I found a forum thread about camcorder can’t be detected problem. The solution is very simple — “Make sure you use the camcorder power supply, not just the camcorder battery“. Hey, it works!
Finally, my brother can import video from camcorder in its original quality.
My two cents
I still don’t understand why import video from USB port will affect the video quality. Also, why don’t Sony include a Firewire cable with the package?
By the way, camcorder is getting much affordable now. With about RM2000 plus, you can get a branded camcorder. Maybe I should skip digital camera and get camcorder instead?
Bonus: What is FireWire?
FireWire (also known as i.Link or IEEE 1394) is a personal computer (and digital audio/video) serial bus interface standard, offering high-speed communications and isochronous real-time data services. FireWire has replaced SCSI in many applications due to lower implementation costs and a simplified and more adaptable cabling system.

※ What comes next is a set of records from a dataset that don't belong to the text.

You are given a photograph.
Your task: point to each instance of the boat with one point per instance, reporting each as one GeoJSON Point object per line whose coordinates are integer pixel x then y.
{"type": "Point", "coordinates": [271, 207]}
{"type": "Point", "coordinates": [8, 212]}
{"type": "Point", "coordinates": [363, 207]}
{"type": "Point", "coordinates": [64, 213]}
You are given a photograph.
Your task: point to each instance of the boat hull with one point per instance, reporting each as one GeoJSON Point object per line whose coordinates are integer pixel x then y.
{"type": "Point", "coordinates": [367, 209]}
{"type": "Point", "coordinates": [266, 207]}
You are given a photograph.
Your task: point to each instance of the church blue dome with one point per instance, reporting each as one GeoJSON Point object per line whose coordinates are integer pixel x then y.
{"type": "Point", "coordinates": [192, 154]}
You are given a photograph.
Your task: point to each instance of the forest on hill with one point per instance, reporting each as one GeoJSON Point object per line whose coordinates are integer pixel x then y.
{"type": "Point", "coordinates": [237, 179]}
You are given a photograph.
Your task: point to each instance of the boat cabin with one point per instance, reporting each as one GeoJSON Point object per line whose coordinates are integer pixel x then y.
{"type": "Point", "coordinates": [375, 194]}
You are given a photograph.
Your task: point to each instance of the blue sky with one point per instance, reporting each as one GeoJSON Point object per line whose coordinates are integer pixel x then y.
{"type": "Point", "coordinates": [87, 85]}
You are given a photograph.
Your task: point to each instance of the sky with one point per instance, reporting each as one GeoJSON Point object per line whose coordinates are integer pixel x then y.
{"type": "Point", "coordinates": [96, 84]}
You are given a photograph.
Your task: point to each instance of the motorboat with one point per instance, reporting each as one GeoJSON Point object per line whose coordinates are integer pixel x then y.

Almost all modern digital camcorders have included this connection since 1995. Many computers intended for home or professional audio/video use have built-in FireWire ports including all Macintosh and Sony computers currently produced. FireWire was also an attractive feature on the Apple iPod for several years, permitting new tracks to be uploaded in a few seconds and also for the battery to be recharged concurrently with one cable.